自家製酵母のパン工房「風の通りすぎる場所@あおいベーカリー」に関するお知らせと、何気ない日常を綴っています。

砂の記憶

 今年になってから少しだけ工房の模様替えをして、ショップスペースのガラスケースの中に、小さなガラス瓶に詰めた砂を飾っている。


 時々それに気づいてくれるお客さまがいて(ちょうど子供目線の位置にあるためか、小さな子供が先に気づいて、お母さんが聞いてくるというパターンが多い)、

 これ
 砂・・・ですか?

と聞かれたりするのだが、実はこれ、私が20代後半の頃、日本のあちこちへバイクでツーリングしていた時に集めた、海岸の砂のコレクションなのだ。
 きっかけは、どこかの鳴き砂の浜に行った時に、記念のつもりで少しだけ持って帰ってきたことだった。よく、半島を旅の目的地にすることもあって、以来、立ち寄った海岸などの砂を採取するようになった。フィルムのカメラの時代、ちょうどフィルムケースが砂を入れるのにぴったりで、それに詰めて集めたものだ。砂浜といっても、場所によって砂の粒の大きさや色、石の組成などが全く違っていたりして、集め出すと結構はまった。
 お客さまにそんな説明をすると、

 へぇ〜
 いいですね!

と、目を輝かせてくれるのもおもしろい。
 お金をかけずに集めた、旅の記憶。思うところあって、これまでの写真はほとんどすべて処分してしまったので、ツーリングの思い出の品は、この砂くらいしか残っていない。
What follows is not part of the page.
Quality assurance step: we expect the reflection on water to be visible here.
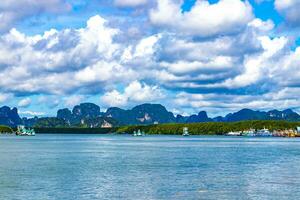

 この中には、福島の砂浜の砂もあったりするのだが、今では放射能が気になって、持ち帰る…ということは考えたりしないだろうな、と思うと、切ない気持ちになる。(実は、本当の最初のきっかけは、高校生の頃だったか家族で行った福島の塩屋崎の砂を、きれいだからと、母が持ち帰ったことに始まっている。だからよけいに、切なくなる)
 美しかった福島の海が、いつか必ず蘇りますように・・・。小さなガラス瓶の中で眠る砂を見るたび、心の中で願うのだ。